Favreau's creation, on the other hand, takes up the old model of the series from the 80s
and beyond, even that episode after episode (all of them self-concluding or almost) were limited to offering the same thing without even proposing the promise of anything different.
Ridiculous yes, but who resists?
You don't go to 'The Mandalorian' to see how anything or anyone evolves because everyone always does the same thing.
The set changes, but the final tune makes the viewer return to some 'concept art' that return the simple sensation of returning home.
And again.
Stanislaw Lem
proposed in '
An imaginary value'
the possibility of a literature with capital letters that only attended to the prologues.

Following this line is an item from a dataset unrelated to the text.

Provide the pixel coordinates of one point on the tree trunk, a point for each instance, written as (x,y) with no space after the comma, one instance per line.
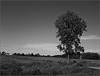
(68,58)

"The art of writing prologues has long demanded its right to have a homeland," she
wrote on the frontispiece of a book that is nothing more than that: a collection of prologues as a prologue herself to a way of writing, thinking and ordering the world.
"Meditation discovers that the country of prologues is incomparably larger than the country of literature, because what it wants to do, the prologues announce only ... from afar."
Well, here is this new installment of '
Mandalorian
' with a happily defenseless and even slightly unappetizing Baby Yoda as a witness to a full and happy future of identical prologues to each other.
Endless.
Like the oldest of the new stories.
But has there ever been a better television character than Baby Yoda?